The fraudster convinced her to move her investments to a site he controlled. Over several months, Soe would make a total of nine transactions, which included bank loans and money borrowed from friends, hoping to use her earnings to start a small business. But Soe would soon learn that the connection she made on LinkedIn wasn’t who he said he was. In the end, she lost all of her funds.
“I still remember the day,” Soe said. “Once I realized I had been scammed, I tried to contact him but couldn’t find him anywhere. I work hard, and every single dollar I save, I work hard to save that. It hurts.”
She said she never thought she would get scammed on LinkedIn.
Crypto.com said it immediately takes down accounts that it finds are linked to a scam.
“We take a proactive approach to managing and protecting against external threats, including scam and phishing campaigns,” it said in a statement to CNBC. “As with all financial transactions, fiat or crypto, it is critical to ensure the account receiving funds is legitimate and its owner is identified and trustworthy prior to the transfer.”
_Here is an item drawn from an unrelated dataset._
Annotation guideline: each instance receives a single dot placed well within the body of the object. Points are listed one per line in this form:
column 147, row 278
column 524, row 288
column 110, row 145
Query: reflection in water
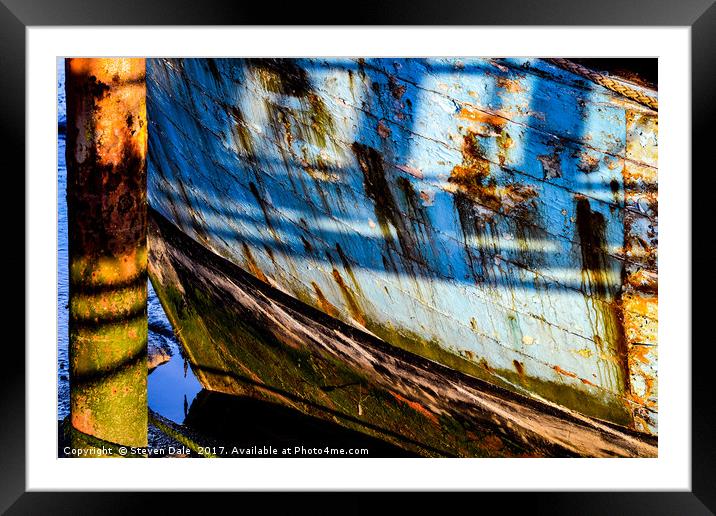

Soe’s story is not unique. A group of victims defrauded on LinkedIn which meets regularly over Zoom recently invited a CNBC reporter to join the session, as long as the participants’ faces were concealed and their names not revealed. Their losses ranged from $200,000 to $1.6 million.
“We just never thought there could be such malicious intent behind a LinkedIn profile,” one victim who lost $350,000 said.
“The fraudsters hide behind successful companies,” another victim who lost $200,000 said. “One of the biggest reasons I accepted the invite was the person stated on their profile that they worked for a legitimate company.”
“We’ve lost a lot of money,” a victim who lost $700,000 said. “And it’s not just all of our savings, people have lost their houses and their car loans. It’s life destroying and soul crushing.”
Ragan said he understands the victims’ pain, but they should not blame themselves.
“It’s not their fault that they were victimized,” Ragan said. “It’s the perpetrator’s fault. It’s the criminal’s fault. They spend their nights and days thinking about ways to victimize and defraud people. That’s how they make their money through illicit gains. And the people that fall victim to it, they’re victims.”
The Global Anti-Scam Organization, a victim advocacy and support group, has traced the majority of the perpetrators to Southeast Asia.
“They usually target victims on LinkedIn by showing that they have some entrepreneurial spirit,” Grace Yuen, Global Anti-Scam Organization spokesperson, said. “They may claim they graduated from a well-known university, then they say they’re in finance or in investment. Sometimes they even pretend to be in the same industry as you.”